Marjorie Woollacott, President of the Academy for the Advancement of Post Materialist Sciences, shares her journey from a skeptical materialist to a proponent of psi phenomena. Initially dismissive of ESP, her experiences with meditation and exposure to credible research led her to reassess her beliefs [31:15]. Woollacott emphasizes the abundance of peer-reviewed studies supporting psi phenomena, arguing that ignoring such evidence is neither scientifically sound nor intellectually honest.
The conversation converges on the idea that consciousness may be the foundational element of the universe, preceding even physics in the hierarchy of reality. Dr. Dean Radin posits, “It's actually below physics. In that case, the pyramid of reality is resting upon awareness” [33:55]. This perspective aligns with quantum physics notions of non-local connections, suggesting that consciousness could facilitate telepathic interactions across vast distances and even species boundaries. The episode posits that individuals with autism and non-speaking abilities might inherently access this foundational consciousness without the “dissociative boundary” that typically separates individual minds [35:19].
Ky Dickens concludes the episode by pondering whether non-speakers could hold the key to a new scientific paradigm that fully embraces consciousness and ESP. He teases the next episode, which will feature a 10-year-old girl named Amelia, whose abilities align with the phenomena discussed [39:35]. This anticipation underscores the ongoing quest to understand and integrate these extraordinary human capacities into mainstream science.

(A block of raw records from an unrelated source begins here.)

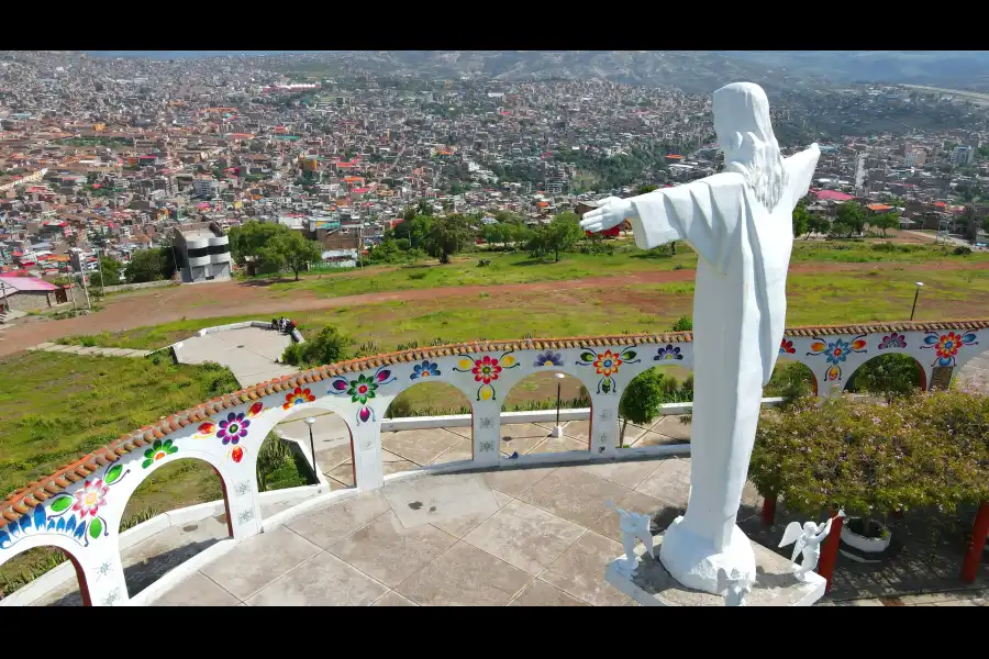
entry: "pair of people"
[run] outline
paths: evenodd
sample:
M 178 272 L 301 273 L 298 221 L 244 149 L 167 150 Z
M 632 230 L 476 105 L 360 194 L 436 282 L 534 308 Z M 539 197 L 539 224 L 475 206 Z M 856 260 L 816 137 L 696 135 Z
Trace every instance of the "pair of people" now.
M 271 330 L 278 330 L 279 332 L 291 334 L 296 331 L 296 323 L 286 317 L 271 319 Z

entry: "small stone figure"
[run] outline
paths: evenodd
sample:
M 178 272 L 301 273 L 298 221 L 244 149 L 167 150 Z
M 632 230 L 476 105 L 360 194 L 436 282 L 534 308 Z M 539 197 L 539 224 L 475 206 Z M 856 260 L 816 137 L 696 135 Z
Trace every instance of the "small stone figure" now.
M 635 540 L 638 539 L 645 546 L 649 557 L 655 558 L 653 554 L 653 534 L 649 532 L 649 516 L 641 513 L 630 513 L 622 509 L 614 507 L 611 502 L 608 506 L 621 517 L 622 530 L 622 548 L 625 550 L 625 558 L 619 562 L 619 568 L 626 572 L 635 571 Z
M 838 514 L 835 515 L 835 517 L 844 516 L 845 511 L 838 511 Z M 831 533 L 831 523 L 834 522 L 835 517 L 823 524 L 805 522 L 803 528 L 800 527 L 799 522 L 790 522 L 787 526 L 779 546 L 786 547 L 790 543 L 796 543 L 793 545 L 793 556 L 790 560 L 793 561 L 793 573 L 798 580 L 805 581 L 807 573 L 818 568 L 818 561 L 821 560 L 821 543 Z M 803 552 L 803 561 L 798 566 L 797 555 L 801 551 Z
M 742 574 L 738 568 L 732 568 L 729 574 L 724 568 L 718 569 L 718 588 L 724 590 L 725 606 L 745 606 L 745 597 L 752 592 L 752 574 Z

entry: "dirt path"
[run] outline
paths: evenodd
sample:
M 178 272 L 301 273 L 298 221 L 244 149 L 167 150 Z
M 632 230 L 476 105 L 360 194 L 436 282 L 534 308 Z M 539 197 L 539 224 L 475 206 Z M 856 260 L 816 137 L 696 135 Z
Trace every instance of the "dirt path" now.
M 989 264 L 793 264 L 794 275 L 847 272 L 862 270 L 887 270 L 909 268 L 910 270 L 960 270 L 989 269 Z M 10 355 L 35 344 L 74 334 L 98 334 L 100 332 L 122 332 L 147 325 L 158 325 L 182 319 L 212 319 L 229 315 L 256 314 L 264 320 L 291 311 L 313 311 L 375 304 L 402 300 L 436 300 L 452 297 L 476 297 L 481 292 L 540 293 L 594 287 L 621 287 L 635 283 L 670 283 L 693 281 L 696 270 L 657 270 L 613 277 L 589 277 L 571 281 L 544 281 L 535 283 L 509 283 L 502 286 L 460 286 L 404 291 L 385 291 L 347 295 L 342 298 L 320 298 L 309 290 L 292 292 L 291 297 L 273 293 L 264 282 L 222 281 L 198 283 L 164 289 L 152 289 L 133 294 L 110 298 L 103 311 L 91 316 L 80 316 L 63 321 L 27 317 L 7 330 L 0 330 L 0 356 Z

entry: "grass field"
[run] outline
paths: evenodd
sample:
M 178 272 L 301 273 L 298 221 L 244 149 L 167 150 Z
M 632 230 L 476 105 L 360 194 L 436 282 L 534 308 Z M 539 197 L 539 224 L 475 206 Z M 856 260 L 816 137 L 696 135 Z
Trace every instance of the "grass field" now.
M 269 290 L 290 297 L 295 291 L 310 290 L 325 298 L 362 293 L 430 289 L 453 286 L 497 286 L 569 281 L 589 277 L 613 277 L 656 270 L 694 269 L 697 255 L 684 243 L 676 256 L 643 252 L 629 239 L 612 243 L 613 255 L 566 254 L 560 263 L 531 259 L 525 254 L 481 250 L 454 258 L 440 266 L 435 261 L 405 266 L 373 266 L 341 272 L 320 272 L 301 281 L 275 281 Z M 478 267 L 481 258 L 491 260 Z M 964 260 L 963 260 L 964 259 Z M 898 245 L 878 239 L 802 241 L 793 246 L 792 263 L 841 264 L 922 264 L 932 261 L 989 263 L 989 255 L 955 256 L 951 248 L 934 245 Z

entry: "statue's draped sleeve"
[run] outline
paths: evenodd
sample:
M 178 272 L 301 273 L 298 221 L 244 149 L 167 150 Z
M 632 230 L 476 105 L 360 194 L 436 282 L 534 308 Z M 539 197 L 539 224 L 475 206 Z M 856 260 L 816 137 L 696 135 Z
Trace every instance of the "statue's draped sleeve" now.
M 745 203 L 743 186 L 737 174 L 718 174 L 632 198 L 635 244 L 652 249 L 686 241 L 718 271 L 726 272 L 732 256 L 729 237 L 738 230 Z

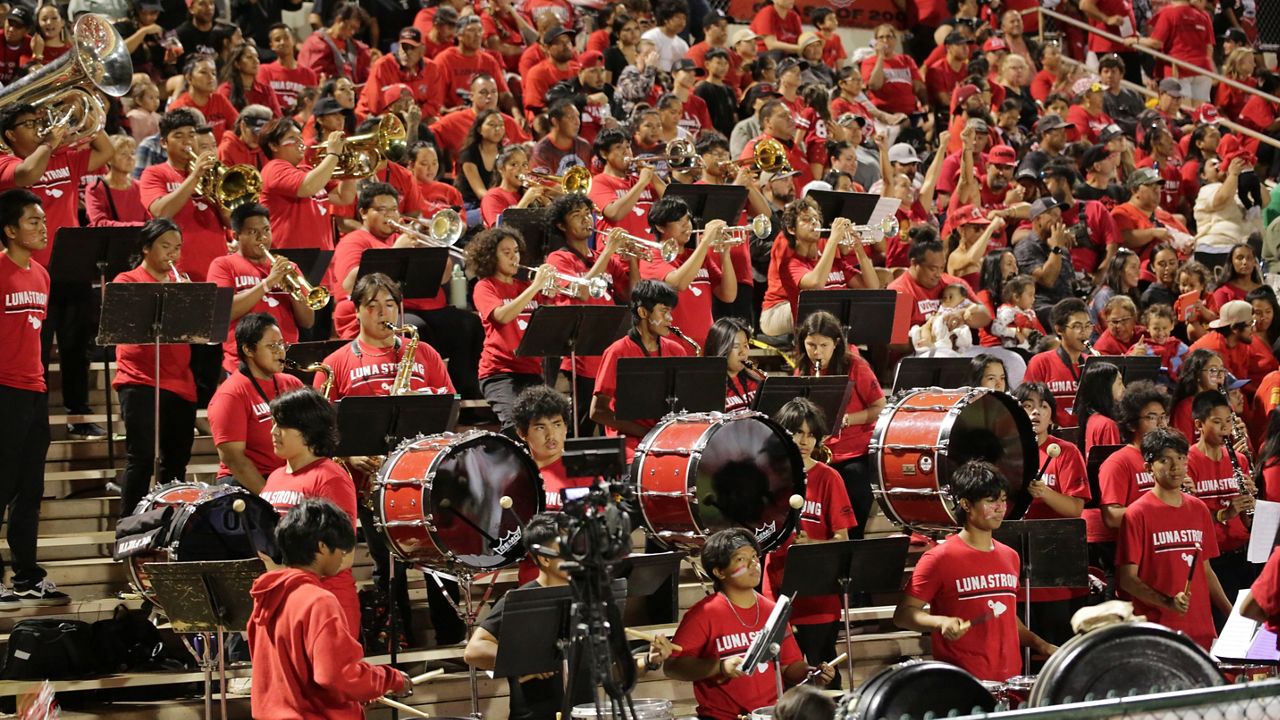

Rupert Sheldrake: “One reason that materialists remain so committed to their worldview is that for many, it's become a kind of belief system. [...] They try and discredit their opponents by saying they're pseudoscientists or charlatans or frauds.” [30:17]
Dr. Dean Radin: “How does 3 pounds of tissue in your head give rise to internal experience? We don't know where consciousness comes from. It's called the hard problem.” [26:29]
Dr. Diane Hennessy Powell: “Why does consciousness have to be something that's created? Why isn't consciousness something that can be accessed and tapped into?” [26:47]
Ky Dickens: “But it's clear why biologists and scientists were very interested in studying Nikisi. Chimps go like that.” [08:14]
Episode 6 of The Telepathy Tapes presents a thought-provoking examination of ESP and consciousness, challenging long-held materialist beliefs. Through scientific research, personal stories, and expert insights, the episode makes a compelling case for re-evaluating our understanding of the human mind and its potential connections beyond the physical realm. As the series progresses, listeners are invited to reconsider the boundaries of communication and the very fabric of reality itself.